Search code examples
bashtreefindcopyrsync

How to bash copy all files in directory/sub-directories excluding those contained in a list while flattening the tree structure?


I have a directory (called 'source') that contains sub-directories and files. Using bash I need to copy all files (and only files, not directories) found in this directory and each of its sub-directories to a different directory (called 'destination'). The directory tree must not be maintained/must be flattened. Only files that are not included in a text file (called 'excluded.txt') must be copied.

Source input examples:

/home/source/AAA/file1.xyz 
/home/source/AAA/GGG/file2.xyz
/home/source/BBB/file3.tuv
/home/source/BBB/HHH/file4.tuv

Destination output examples:

/home/destination/file1.xyz
/home/destination/file2.xyz
/home/destination/file3.tuv
/home/destination/file4.tuv

Once the files have been copied, the four+ filenames (file1.xyz, etc,) are added to excluded.txt (with each filename on a new line). The files will then be removed from destination directory periodically.

If the bash script is executed again, and source files are present, they should not be copied to destination if their filenames appear in the excluded.txt file.

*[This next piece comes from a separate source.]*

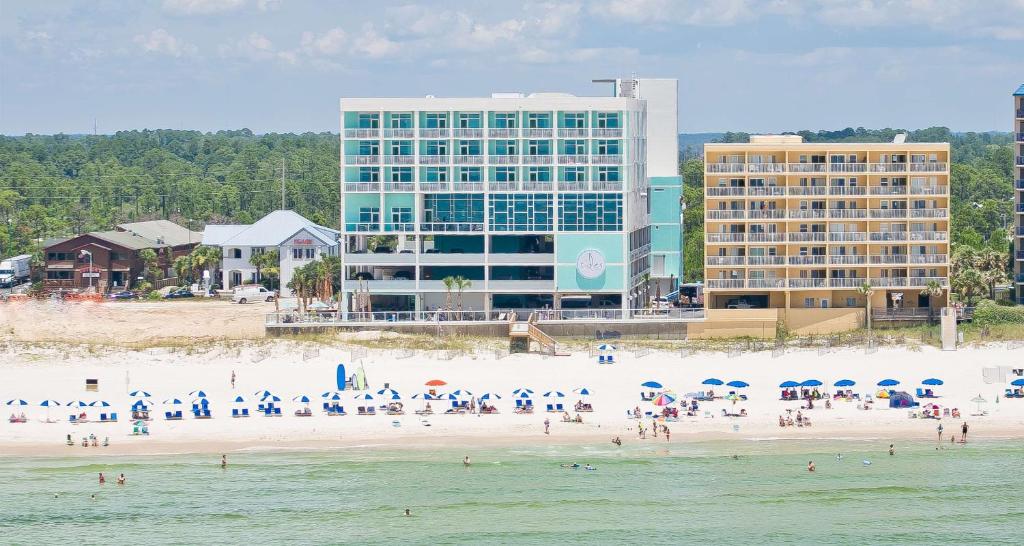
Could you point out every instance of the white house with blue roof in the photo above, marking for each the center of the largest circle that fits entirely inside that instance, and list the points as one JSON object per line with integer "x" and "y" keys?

I have failed by attempting to us "cp" and "rsync", as the directory tree structure was maintained. I have also failed using "find", as I haven't been able to check the results against the "excluded.txt" list before taking the copy action.


Solution

  • The answer provided by @Aserre was instrumental in finding this solution. His solution will work for all files that do not contain spaces. After reading about eval (evaluating/executing strings), string concatenation, and how to read entire lines into variables, I was able to write and execute the following code successfully.

    while read -r line
    do
        name="$line"
        exclude="$exclude ! -name \"$name\""
    done < "/mnt/destination/exclude.txt"
    cmd1="find \"/home/source\" -type f "
    cmd2=" -exec cp -n {} \"/home/destination\" \;"
    result=$cmd1$exclude$cmd2
    eval $result
    

    Explanation (credit to @Aserre):

    • while read -r line : go through every line in exclude.txt. "-r" flag causes the backslash to be considered to be part of the line.
    • name="$line" : the entire line in excluded.txt is stored in a new string called "name".
    • exclude="$exclude ! -name \"$name\"" : will store ! -name "file1" ! -name "file2" ! -name... in a new string called "exclude". This string is a list of all the files to exclude, each preceded by ! -name. The backslash is necessary before each of those quotation marks.
    • cmd1= : store the following 2 commands into a string called "cmd1".
    • find /home/source : the path of the root directory to search. Search is recursive.
    • -type f : retrieve files only.
    • -exec cp -n {} /home/destination : action executed for each found item. {} represents the item that was found.
    • cmd2= : stores the previous command into a string called "cmd2".
    • result=$cmd1$exclude$cmd2 : concatenates all 3 strings.
    • eval $result : take the string named "result" and run it as a command.